In today’s New York Times, Tom Moore, a high school teacher, writes an opinion piece about the distortions inherent in movies like the recent Freedom Writers. He writes:
Films like “Freedom Writers” portray teachers more as missionaries than professionals, eager to give up their lives and comfort for the benefit of others, without need of compensation. Ms. Gruwell sacrifices money, time and even her marriage for her job.
Her behavior is not represented as obsessive or self-destructive, but driven — necessary, even. She is forced into making these sacrifices by the aggressive neglect of the school’s administrators, who won’t even let her take books from the bookroom. The film applauds Ms. Gruwell’s dedication, but also implies that she has no other choice. In order to be a good teacher, she has to be a hero.
“Freedom Writers,” like all teacher movies this side of “The Prime of Miss Jean Brodie,” is presented as a celebration of teaching, but its message is that poor students need only love, idealism and martyrdom.
I talk often with the teachers I teach about the popular portrayals of teachers in the media, about the inherent contradictions between the mythology of “hero amongst the rabble” and a more systemic understanding of the reforms that will be necessary to make schools work for poor and working class kids.
For a class taught by one of my colleagues, they read Kozol’s Savage Inequalities, and many are quite simply overwhelmed as first encounter the gross inequities in U.S. public schooling.

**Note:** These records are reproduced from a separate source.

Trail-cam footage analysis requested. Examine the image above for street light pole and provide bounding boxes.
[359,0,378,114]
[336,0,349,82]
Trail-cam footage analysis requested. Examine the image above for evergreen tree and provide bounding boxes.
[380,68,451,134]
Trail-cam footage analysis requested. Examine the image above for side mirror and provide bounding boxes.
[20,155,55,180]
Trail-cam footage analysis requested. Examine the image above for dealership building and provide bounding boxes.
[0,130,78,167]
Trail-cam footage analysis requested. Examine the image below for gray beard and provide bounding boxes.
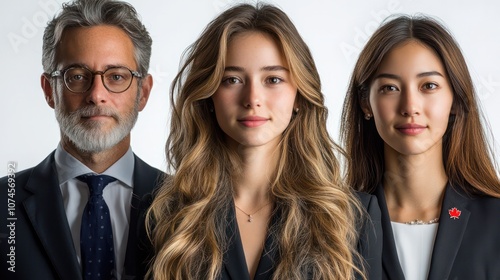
[55,99,139,153]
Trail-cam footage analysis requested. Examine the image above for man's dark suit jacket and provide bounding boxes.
[138,193,382,280]
[375,185,500,280]
[0,152,163,280]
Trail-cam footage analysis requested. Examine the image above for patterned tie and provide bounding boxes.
[76,174,116,280]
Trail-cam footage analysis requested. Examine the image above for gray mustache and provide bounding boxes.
[71,106,118,119]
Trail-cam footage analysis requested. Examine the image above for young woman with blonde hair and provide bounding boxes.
[139,4,381,280]
[341,16,500,280]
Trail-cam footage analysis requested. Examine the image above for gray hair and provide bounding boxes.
[42,0,152,76]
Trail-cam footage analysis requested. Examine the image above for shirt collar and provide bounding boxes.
[54,143,135,187]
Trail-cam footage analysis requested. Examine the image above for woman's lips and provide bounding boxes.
[238,116,269,127]
[396,123,427,136]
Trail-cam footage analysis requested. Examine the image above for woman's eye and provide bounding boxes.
[222,77,241,85]
[424,83,438,90]
[380,85,399,93]
[267,77,283,84]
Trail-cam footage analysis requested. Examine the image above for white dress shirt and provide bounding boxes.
[391,222,439,280]
[55,144,134,280]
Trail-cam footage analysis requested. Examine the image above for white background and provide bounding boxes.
[0,0,500,177]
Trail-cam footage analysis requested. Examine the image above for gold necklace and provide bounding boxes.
[404,218,439,225]
[234,202,271,223]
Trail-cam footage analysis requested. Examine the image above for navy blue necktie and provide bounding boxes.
[76,174,116,280]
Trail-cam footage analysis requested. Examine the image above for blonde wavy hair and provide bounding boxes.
[146,4,364,280]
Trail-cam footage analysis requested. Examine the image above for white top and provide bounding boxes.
[391,222,439,280]
[55,144,134,280]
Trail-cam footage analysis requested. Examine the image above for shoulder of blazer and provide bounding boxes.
[134,154,166,197]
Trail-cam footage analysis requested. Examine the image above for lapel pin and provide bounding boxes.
[448,207,462,220]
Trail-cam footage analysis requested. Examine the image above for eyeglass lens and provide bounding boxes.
[64,67,133,92]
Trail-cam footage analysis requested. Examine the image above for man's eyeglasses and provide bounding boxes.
[50,66,142,93]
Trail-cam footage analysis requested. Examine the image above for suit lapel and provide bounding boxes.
[254,208,281,280]
[428,185,470,279]
[375,185,405,279]
[23,153,82,279]
[222,207,250,280]
[122,155,162,280]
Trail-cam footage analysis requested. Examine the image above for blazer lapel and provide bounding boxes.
[374,185,405,279]
[23,153,82,279]
[428,185,470,279]
[122,155,162,280]
[222,207,250,280]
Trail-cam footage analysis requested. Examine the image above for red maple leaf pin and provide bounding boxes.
[448,207,462,220]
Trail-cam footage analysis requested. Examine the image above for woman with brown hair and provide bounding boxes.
[141,4,382,280]
[341,16,500,279]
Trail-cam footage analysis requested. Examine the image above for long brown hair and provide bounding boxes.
[147,4,362,280]
[341,15,500,197]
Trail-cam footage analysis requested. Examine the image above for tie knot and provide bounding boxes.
[76,174,116,196]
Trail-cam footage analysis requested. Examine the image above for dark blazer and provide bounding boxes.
[375,185,500,280]
[139,193,382,280]
[0,152,163,280]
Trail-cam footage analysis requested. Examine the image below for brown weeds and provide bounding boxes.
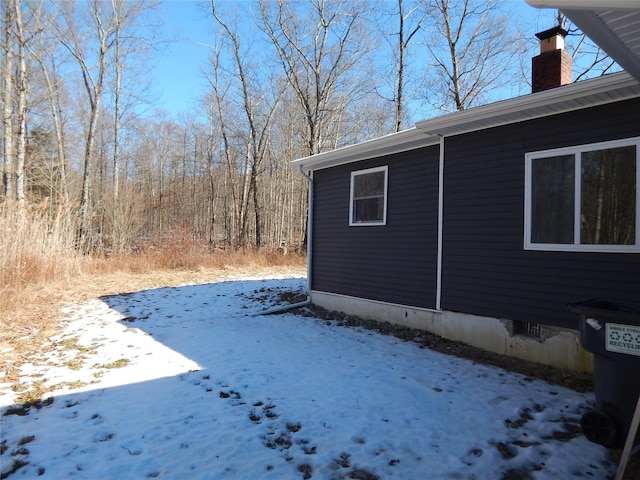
[0,202,306,382]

I want my colleague to push them further, however, because as they grapple with reconciling their initial belief in schools as essentially good places for kids with the conditions they read about in Kozol, they almost inevitably settle on one central image: that of the Chicago teacher with the rocking chair in her classroom who loves her students and works impossible hours to make them and their families welcome in her classroom.
This is who they want to be.
This is a powerful image of a teacher making the best of impossible conditions.

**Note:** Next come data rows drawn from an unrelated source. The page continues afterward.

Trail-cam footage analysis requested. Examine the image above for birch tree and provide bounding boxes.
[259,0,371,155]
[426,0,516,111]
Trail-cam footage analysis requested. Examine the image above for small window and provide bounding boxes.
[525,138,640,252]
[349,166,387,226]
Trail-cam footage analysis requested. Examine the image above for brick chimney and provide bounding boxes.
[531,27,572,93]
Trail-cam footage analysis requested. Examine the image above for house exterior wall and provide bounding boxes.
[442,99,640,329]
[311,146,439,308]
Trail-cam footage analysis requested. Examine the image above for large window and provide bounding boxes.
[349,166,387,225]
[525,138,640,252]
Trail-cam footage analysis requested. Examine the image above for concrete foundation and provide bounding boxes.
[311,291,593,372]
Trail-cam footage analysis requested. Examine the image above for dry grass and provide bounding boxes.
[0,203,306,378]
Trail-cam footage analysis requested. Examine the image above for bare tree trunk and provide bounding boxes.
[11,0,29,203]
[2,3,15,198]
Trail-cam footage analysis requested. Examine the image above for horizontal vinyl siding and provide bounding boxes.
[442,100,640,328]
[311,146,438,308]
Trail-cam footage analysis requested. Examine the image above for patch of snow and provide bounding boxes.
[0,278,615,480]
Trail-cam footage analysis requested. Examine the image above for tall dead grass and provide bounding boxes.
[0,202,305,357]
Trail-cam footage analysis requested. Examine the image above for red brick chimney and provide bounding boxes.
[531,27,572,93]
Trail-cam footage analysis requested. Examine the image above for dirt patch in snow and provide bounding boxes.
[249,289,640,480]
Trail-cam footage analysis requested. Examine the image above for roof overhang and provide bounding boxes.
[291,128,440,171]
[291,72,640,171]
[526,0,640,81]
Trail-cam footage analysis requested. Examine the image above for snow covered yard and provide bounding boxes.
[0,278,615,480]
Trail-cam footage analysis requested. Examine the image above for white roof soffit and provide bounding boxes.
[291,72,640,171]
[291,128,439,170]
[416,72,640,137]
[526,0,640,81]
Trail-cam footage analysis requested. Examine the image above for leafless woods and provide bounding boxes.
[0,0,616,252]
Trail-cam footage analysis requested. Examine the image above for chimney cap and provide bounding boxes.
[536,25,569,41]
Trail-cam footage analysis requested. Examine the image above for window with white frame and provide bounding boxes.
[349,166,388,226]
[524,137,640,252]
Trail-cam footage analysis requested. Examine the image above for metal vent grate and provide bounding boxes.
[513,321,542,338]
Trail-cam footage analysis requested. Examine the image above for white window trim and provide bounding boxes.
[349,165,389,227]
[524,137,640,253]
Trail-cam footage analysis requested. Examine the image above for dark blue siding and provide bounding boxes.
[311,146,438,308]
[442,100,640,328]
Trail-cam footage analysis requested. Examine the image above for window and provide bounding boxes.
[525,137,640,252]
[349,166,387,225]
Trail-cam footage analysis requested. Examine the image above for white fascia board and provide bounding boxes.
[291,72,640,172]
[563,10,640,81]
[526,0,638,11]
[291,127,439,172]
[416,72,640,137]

And I get mostly blank stares when I ask my students why this terrific teacher should have to put up with the conditions within which she works in the first place.
For many, their decisions to teach are shaped by films like Freedom Writers. They’ll be the One True caring teacher, and their students will grasp their ankles begging for more at the end of each class section.

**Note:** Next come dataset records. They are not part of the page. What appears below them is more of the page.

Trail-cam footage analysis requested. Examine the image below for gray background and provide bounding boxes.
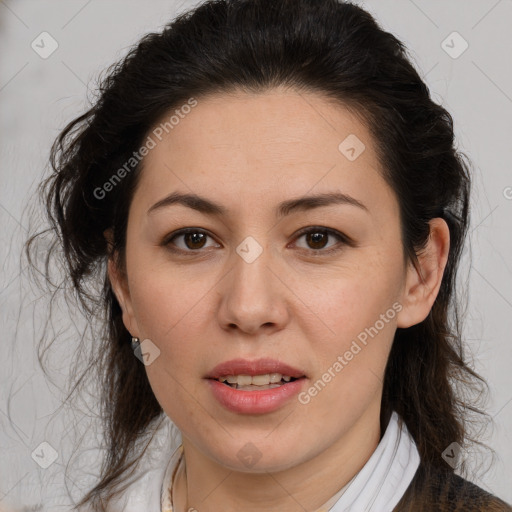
[0,0,512,510]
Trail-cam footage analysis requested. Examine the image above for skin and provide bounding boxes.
[109,89,449,512]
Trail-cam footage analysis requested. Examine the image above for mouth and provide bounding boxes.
[216,373,302,391]
[205,359,307,414]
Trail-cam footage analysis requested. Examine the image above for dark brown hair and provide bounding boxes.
[28,0,494,510]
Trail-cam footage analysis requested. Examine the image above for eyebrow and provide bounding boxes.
[147,192,368,218]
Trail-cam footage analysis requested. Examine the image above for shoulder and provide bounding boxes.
[394,464,512,512]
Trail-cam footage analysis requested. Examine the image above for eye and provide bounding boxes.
[162,228,218,252]
[297,226,354,254]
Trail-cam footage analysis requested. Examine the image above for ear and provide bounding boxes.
[103,229,140,337]
[397,218,450,328]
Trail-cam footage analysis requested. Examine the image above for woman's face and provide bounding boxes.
[113,89,432,472]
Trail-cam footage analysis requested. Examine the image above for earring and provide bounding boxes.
[132,336,140,350]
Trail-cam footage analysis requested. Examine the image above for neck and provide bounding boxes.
[173,404,381,512]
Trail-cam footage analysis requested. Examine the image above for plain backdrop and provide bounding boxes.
[0,0,512,510]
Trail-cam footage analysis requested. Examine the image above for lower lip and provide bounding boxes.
[208,377,306,414]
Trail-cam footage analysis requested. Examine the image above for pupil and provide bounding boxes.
[185,233,205,249]
[308,232,326,249]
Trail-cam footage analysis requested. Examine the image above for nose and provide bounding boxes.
[218,241,292,334]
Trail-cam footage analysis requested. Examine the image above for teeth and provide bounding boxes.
[218,373,292,386]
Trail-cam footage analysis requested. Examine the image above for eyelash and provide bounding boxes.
[162,226,355,256]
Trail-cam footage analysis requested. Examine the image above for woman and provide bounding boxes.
[26,0,512,512]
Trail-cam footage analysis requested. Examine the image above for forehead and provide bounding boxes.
[135,89,392,220]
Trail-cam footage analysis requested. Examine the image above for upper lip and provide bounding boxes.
[206,358,305,379]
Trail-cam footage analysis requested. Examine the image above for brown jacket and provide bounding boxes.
[393,464,512,512]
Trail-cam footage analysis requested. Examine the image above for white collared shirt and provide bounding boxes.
[113,412,420,512]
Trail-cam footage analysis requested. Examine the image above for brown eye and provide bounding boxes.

I work hard with them to press the questions of whether, in the long run, poor and working class kids might not be better served by schools populated by an entire teaching staff that had the resources and support to do their jobs well.
I want my students to become heroic teachers. I want them to have models of heroism beyond the solo, self-sacrificing, teacher whose self-identity depends at least in part on maintaining smug distance from one’s colleagues.